Vous êtes, semble-t-il, au moins pour la deuxième fois (auparavant en 2010) au Festival du film du soleil de minuit de Sodankylä. Quel regard portez-vous sur ce festival dont le maître d’oeuvre Peter von Bagh nous a quittés l’année dernière ?
J’ai surtout vu le festival à travers Peter parce qu’on se connaissait depuis la fin des années 60-le début des années 70, et il m’avait parlé du festival depuis sa fondation. Il avait essayé de m’inviter souvent, mais c’était, en général, à la dernière minute, car il avait un budget que le ministère lui accordait au dernier moment si une personne se décommandait. Donc, je connaissais le festival, du moins je connaissais le principe du festival. Je lui avais même commandé un article pour ma revue « Cinéma 09 » portant sur la programmation des films dans un festival, la programmation comme une manière d’écrire l’histoire du cinéma. Donc, c’est ce que j’ai vu aussi en 2010 en venant au festival ; c’était exactement ça. C’est-à-dire qu’étaient invités, entre autres, au festival Terence Davies et Pedro Costa. Donc, un cinéaste déjà, disons, au milieu/à la fin de sa carrière, et puis un cinéaste jeune, d’une autre génération, et cela a tout à fait confirmé ce que je savais. Ce qui était frappant avec Peter – et c’est ce qu’on a dit un peu hier au débat –, c’était à quel point il était disponible pour tout et tout le monde à chaque moment. Il n’envoyait promener jamais personne et, en même temps, il refusait de se laisser bousculer par le festival, c’est-à-dire que c’était un des rares directeurs de festival qui trouvait le temps de voir les films.

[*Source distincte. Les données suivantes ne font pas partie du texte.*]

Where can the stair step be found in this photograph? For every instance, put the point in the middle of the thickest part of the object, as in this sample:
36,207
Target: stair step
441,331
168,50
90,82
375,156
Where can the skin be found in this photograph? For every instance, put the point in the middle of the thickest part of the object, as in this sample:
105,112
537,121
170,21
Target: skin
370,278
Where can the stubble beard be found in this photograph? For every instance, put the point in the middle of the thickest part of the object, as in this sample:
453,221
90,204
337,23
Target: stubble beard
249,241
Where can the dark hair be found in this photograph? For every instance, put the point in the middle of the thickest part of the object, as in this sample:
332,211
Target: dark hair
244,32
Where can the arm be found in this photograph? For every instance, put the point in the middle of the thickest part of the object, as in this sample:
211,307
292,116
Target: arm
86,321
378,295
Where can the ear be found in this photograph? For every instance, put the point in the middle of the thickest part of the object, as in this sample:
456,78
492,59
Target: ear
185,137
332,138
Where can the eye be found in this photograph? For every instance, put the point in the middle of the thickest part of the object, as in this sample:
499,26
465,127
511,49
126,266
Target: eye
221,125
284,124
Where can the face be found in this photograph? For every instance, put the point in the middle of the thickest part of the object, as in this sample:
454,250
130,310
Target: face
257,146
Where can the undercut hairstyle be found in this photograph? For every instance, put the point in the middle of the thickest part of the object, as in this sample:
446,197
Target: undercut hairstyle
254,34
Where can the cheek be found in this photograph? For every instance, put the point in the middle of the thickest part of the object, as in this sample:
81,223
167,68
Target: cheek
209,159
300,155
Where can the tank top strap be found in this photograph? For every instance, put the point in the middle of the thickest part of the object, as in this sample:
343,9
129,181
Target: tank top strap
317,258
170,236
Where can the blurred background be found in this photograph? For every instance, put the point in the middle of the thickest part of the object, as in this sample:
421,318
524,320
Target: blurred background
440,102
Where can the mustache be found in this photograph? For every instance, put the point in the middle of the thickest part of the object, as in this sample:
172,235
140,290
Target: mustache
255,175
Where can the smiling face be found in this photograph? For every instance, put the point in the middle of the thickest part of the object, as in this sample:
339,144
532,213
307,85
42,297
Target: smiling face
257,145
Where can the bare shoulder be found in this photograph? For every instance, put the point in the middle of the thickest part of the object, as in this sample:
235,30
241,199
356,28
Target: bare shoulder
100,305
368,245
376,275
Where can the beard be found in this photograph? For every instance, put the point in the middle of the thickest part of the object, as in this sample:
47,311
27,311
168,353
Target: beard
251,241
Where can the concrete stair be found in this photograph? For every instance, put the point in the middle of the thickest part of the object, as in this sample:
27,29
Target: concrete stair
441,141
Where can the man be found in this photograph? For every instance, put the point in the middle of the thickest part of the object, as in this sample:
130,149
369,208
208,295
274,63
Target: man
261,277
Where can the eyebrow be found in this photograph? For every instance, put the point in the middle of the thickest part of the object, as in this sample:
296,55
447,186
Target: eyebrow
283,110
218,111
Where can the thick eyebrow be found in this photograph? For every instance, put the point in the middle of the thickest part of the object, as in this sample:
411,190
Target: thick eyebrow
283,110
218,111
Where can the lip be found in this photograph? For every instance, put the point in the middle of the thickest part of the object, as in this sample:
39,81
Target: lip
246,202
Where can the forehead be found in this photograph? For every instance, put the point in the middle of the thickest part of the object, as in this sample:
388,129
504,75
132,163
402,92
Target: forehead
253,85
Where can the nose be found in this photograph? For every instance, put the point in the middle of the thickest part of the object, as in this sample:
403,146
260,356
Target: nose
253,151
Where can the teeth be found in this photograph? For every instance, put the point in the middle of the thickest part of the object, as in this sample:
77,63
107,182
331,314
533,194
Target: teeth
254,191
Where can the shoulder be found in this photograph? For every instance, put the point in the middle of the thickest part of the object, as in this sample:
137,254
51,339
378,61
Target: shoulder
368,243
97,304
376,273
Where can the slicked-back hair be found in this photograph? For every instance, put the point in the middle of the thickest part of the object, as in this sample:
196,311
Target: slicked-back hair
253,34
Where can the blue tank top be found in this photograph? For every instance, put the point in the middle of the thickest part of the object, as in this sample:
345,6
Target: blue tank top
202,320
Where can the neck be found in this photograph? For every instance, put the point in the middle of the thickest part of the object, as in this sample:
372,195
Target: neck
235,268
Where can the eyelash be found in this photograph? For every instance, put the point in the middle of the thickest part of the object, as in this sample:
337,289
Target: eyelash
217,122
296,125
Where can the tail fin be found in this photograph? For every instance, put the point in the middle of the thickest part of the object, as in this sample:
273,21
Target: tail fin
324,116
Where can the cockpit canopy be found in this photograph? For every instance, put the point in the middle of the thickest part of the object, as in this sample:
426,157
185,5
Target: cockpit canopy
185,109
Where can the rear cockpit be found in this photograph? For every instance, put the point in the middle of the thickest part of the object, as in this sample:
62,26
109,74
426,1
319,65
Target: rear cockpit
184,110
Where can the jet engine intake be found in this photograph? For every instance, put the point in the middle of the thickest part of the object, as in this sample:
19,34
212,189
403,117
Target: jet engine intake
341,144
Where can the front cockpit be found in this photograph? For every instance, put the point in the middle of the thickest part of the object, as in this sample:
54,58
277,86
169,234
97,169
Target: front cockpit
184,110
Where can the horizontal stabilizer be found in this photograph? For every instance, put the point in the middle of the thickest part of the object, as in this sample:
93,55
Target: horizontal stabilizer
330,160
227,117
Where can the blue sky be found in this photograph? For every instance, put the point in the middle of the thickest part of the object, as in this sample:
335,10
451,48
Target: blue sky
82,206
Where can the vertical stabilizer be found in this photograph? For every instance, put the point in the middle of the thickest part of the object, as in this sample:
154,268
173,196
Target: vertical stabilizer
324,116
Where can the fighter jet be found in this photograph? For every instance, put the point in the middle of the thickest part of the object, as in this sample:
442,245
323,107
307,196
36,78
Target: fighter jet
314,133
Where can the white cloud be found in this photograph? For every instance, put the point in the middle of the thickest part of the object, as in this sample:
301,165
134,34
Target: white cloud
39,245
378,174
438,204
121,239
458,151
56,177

Quelle a été votre première expérience cinématographique et qu’est-ce qui vous a attiré vers le cinéma ?
Ma première expérience cinématographique, c’est « Bambi » comme beaucoup de gens de ma génération. Mais si on remonte un peu plus loin… Non, je ne sais pas. J’avais quinze ans au début de la Nouvelle Vague. Je suis né en 1944, donc vous pouvez imaginer. J’avais vu des films, mais pas beaucoup. J’avais vu les grands films artistiques, les grands classiques qu’on était censés avoir vus, et puis arrivaient des films comme « Les 400 coups », qui était un film qui ne montrait pas l’école telle que je la connaissais – parce que je n’ai pas vécu ce genre de brimades à l’école –, mais qui montrait le sentiment d’injustice qu’un enfant ou un adolescent pouvait éprouver à l’école ou au lycée, qui montrait Paris tel que je le connaissais. Ça bouleversait pas mal mon idée de ce que c’était le grand art. C’était autre chose que le grand art devant lequel on est obligé de s’agenouiller et qu’on est obligé de respecter. Donc, je pense que beaucoup de gens de ma génération, nés en même temps que moi vers la fin de la guerre, ont eu la même réaction. Ils ont découvert le cinéma, sont devenus cinéphiles à ce moment-là, au moment où il y avait à la fois des cinéastes jeunes, nouveaux, et la possibilité de voir des films, de devenir cinéaste comme ils l’étaient devenus, c’est-à-dire à partir de la cinéphilie, à partir de la cinémathèque, par exemple, à partir des films du passé qu’on pouvait découvrir sans hiérarchie de qualité.Comment vous êtes-vous engagé dans ce métier ou, du moins, comment avez-vous été amené à vous intéresser de très près au cinéma ?
Comment on commence à s’engager… je ne sais pas. Il est certain qu’à la cinémathèque, on voyait beaucoup de films sans sous-titres, sans traduction, et que j’ai un peu appris l’anglais à partir de la cinémathèque, à partir des films non sous-titrés à la cinémathèque… des classiques qui avaient quand même un dialogue relativement simple qui permettait d’apprendre l’anglais ou l’anglais/américain assez facilement. Donc, c’était à la fois un apprentissage d’une langue et un apprentissage du cinéma. Je n’ai pas vraiment décidé. Ce que je peux dire, c’est que j’étais ce qu’on appelait à l’époque un dropout de l’université. J’avais commencé des études d’allemand, que je n’ai pas tardé à abandonner. A vrai dire, tout était à peu près dans le même quartier : les études d’allemand, c’était à la Sorbonne, et la cinémathèque, c’était derrière le Panthéon. Donc, il était assez facile de passer de l’un à l’autre. Et à partir du moment où on était plongés dans l’anglais, dans un anglais relativement simplifié et que, par ailleurs, on apprenait un allemand relativement classique, c’était assez facile de faire le choix.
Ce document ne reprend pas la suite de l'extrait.